Valentin Egel und sein KHG-Orchester, das in seiner Gesamtheit um die hundert Studierende umfasst, traten in unterschiedlichen Formationen auf. Zum Auftakt wurde die Suite für Streichorchester des tschechischen Komponisten Leoš Janáek aufgeführt. Mit großem Einfühlungsvermögen hatte Egel die sechs Sätze mit seinem Ensemble einstudiert. Fein gestaltet waren die lyrischen und dramatischen Elemente im einstimmenden „Moderato-Präludium“, dem die idyllisch ausformulierte „Adagio-Allemande“ als reizvoller Kontrast folgte. Mit tänzerischem Schwung war die „Andante-Sarabande“ in Szene gesetzt, und das furios interpretierte „Presto-Scherzo“ mit seinem besinnlichen Mittelteil hatte etwas schier Wildes, Ungebärdiges. Mit Klangbildern, die an dunkle Wolken erinnerten, setzte das „Air-Adagio“ ein, doch die hellen Violinen und Violas, wenngleich melancholisch angehaucht, waren lediglich das feinsinnig dargebotene Vorspiel zum dramatisch inszenierten Andante-Finale. Eine Interpretation, welche die exzellente Orchestertechnik und die geniale Dirigentenleistung in Einklang brachte.

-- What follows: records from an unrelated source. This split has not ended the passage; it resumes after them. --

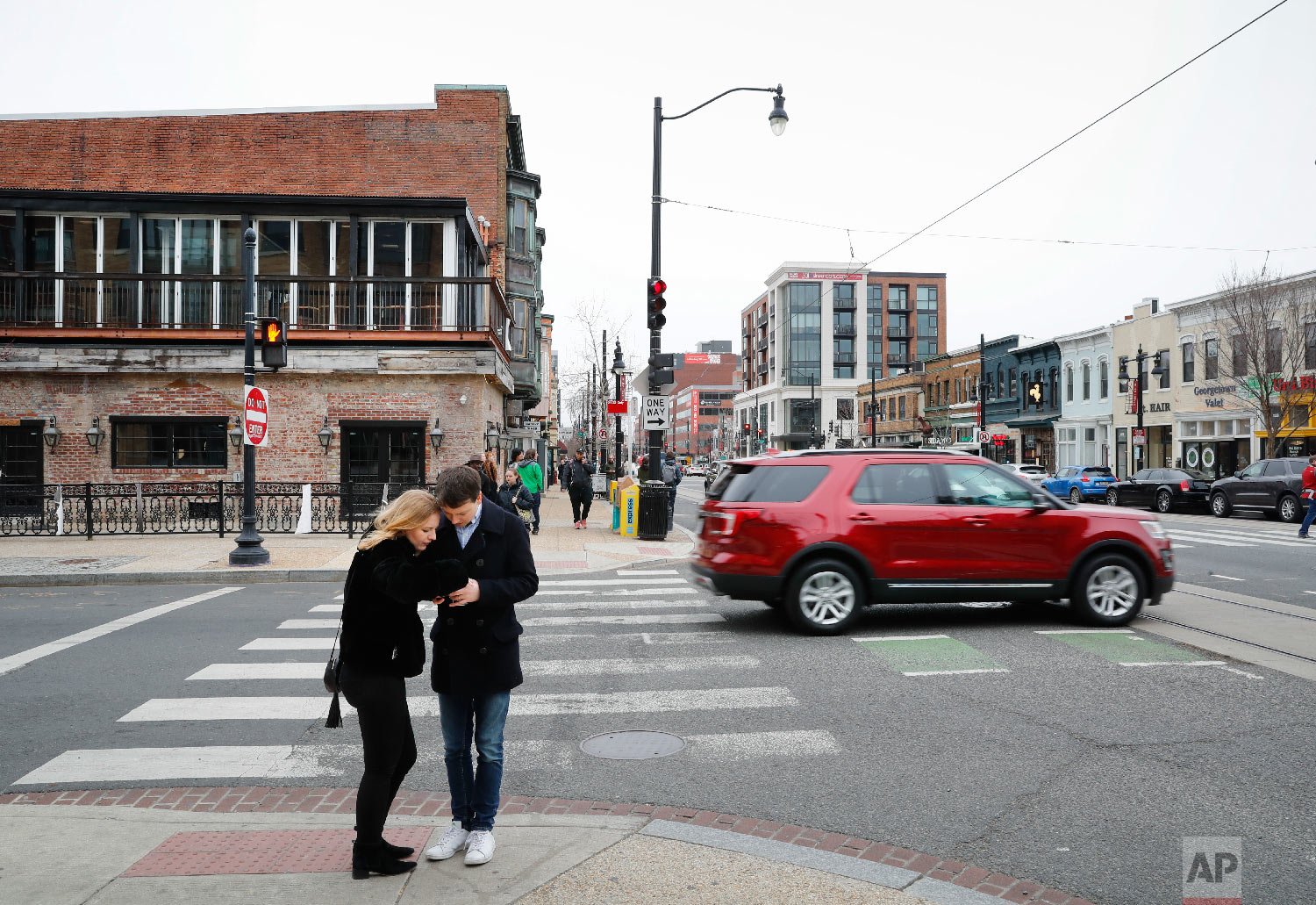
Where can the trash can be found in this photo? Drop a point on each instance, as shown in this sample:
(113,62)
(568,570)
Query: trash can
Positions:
(653,510)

Wolfgang Amadeus Mozarts Sinfonie Nr. 40 in g-Moll (KV 550) zählt zu den beliebtesten Werken des Komponisten. Während der gesamten Darbietung spürte man die Intention von Valentin Egel und seinem Orchester, mit pointierter Nuancierung und tiefem Gefühl das Publikum zu berühren. Das gelang auch gleich im ersten Satz, dem „Molto Allegro“ mit seinen scharf eingesetzten Kontrasten von Vitalität, Schmerz und einer Art süßen Milde. Die Hörer waren hin- und hergerissen zwischen kämpferischen und schwermütigen Empfindungen. Das „Andante“ mit seiner tragischen Grundstimmung wurde mit der hohen Kunst der Langsamkeit zelebriert, mit kantablen Momenten und einem faszinierenden Spannungsaufbau. Beinahe schon schroff wurde das Menuett vorgetragen. Und doch schimmerte schließlich ein bukolischer Glanz auf wie ein friedlicher Lichtblick. Beim Finale steigerte das Orchester sich in eine fahle Melodramatik.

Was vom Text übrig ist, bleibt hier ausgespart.